FTP service configuration

[yesyes]

Hi. I'm new to FreeNAS. I'm running FreeNAS-9.3-STABLE-201502162250 in a VM on ESXi 5.5. (I've seen the thread that says don't run FreeNAS in a VM in production but I'm willing to take the risks explained there as this is just my "network hard drive" at home.)

I've got 2 mirrored SATA 2TB HDDs on an Adaptec RAID card. These contain a 1.5TB VMware virtual disk which I have then configured as a disk in FreeNAS. On that disk I created 2 volumes (I could have sworn that they were called datasets when I created them, but now I only see them under volumes). Each dataset is configured as a CIFS share.

I don't have an AD server / domain controller so I created users and groups locally on FreeNAS. I have created 3 users and 2 groups. Each of the 2 CIFS shares has its own group. The idea was to later just assign groups to individual users in order to give these users access to the shares individually.

So far this all seems to work fine.

However, now I also want to configure FTP access. This is where I struggle. What I want to achieve is teh same level of access as for the CIFS shares. So user A only has access to share 1. He connects via FTP and is only supposed to have access to the folder that share 1 is located in (and everything underneath). User B (me, the admin) has access to both shares. When that user connects via FTP he should have access to both shares. And User C should only have access to share 2.
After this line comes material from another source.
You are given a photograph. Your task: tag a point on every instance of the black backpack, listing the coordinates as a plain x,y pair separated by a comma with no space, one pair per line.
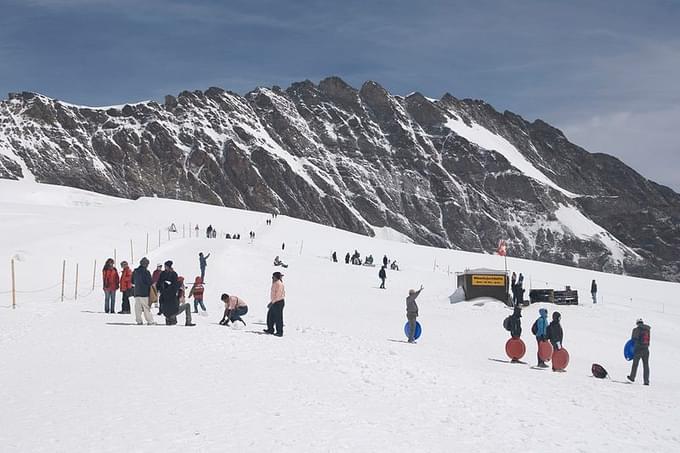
506,323
598,371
I've had this working like this on my old Buffalo Linkstation which I'm now replacing with FreeNAS.

So far I only managed to either give FTP access to everything (the whole file system of the FreeNAS machine) or each user was only able to access their own home folder ("always chroot" option enabled) without being able to share files among different users.

Is what I want to achieve possible to configure on FreeNAS?

 

[dlavigne]

Did you find a solution for this?

 

[yesyes]

I'm afraid not (yet). I was just about to bump up the thread and ask if the silence meant it can't be done. ;-)

 

[dlavigne]

I don't think this can be done from one share, though others may know more.

 

[yesyes]

It's 2 shares in my case. One user/group should have access to one share and the other user (me)/group access to both shares. Even if it would only work with one group per one share, that would be OK with me. I could just create another user and log in differently per share.
But I can't find a way to give one user/group access to a certain share / folder. As far as I can see it's either the whole file system or only that user's home folder.

 

[yesyes]

Maybe I should explain what exactly I'm trying to achieve. Maybe there's another way with something other than FTP.

I need to have 2 shares. One with our private files to which my wife and I need to have access from our desktop computers at home (both Windows 7). I also want access to these files from remote (for example at work).

Then there is another share where a friend and I place files related to projects we are working on together. I (but not my wife) need to have access to these files from my desktop PC and from remote. Also, my friend needs to be able to up/download files to/from there remotely.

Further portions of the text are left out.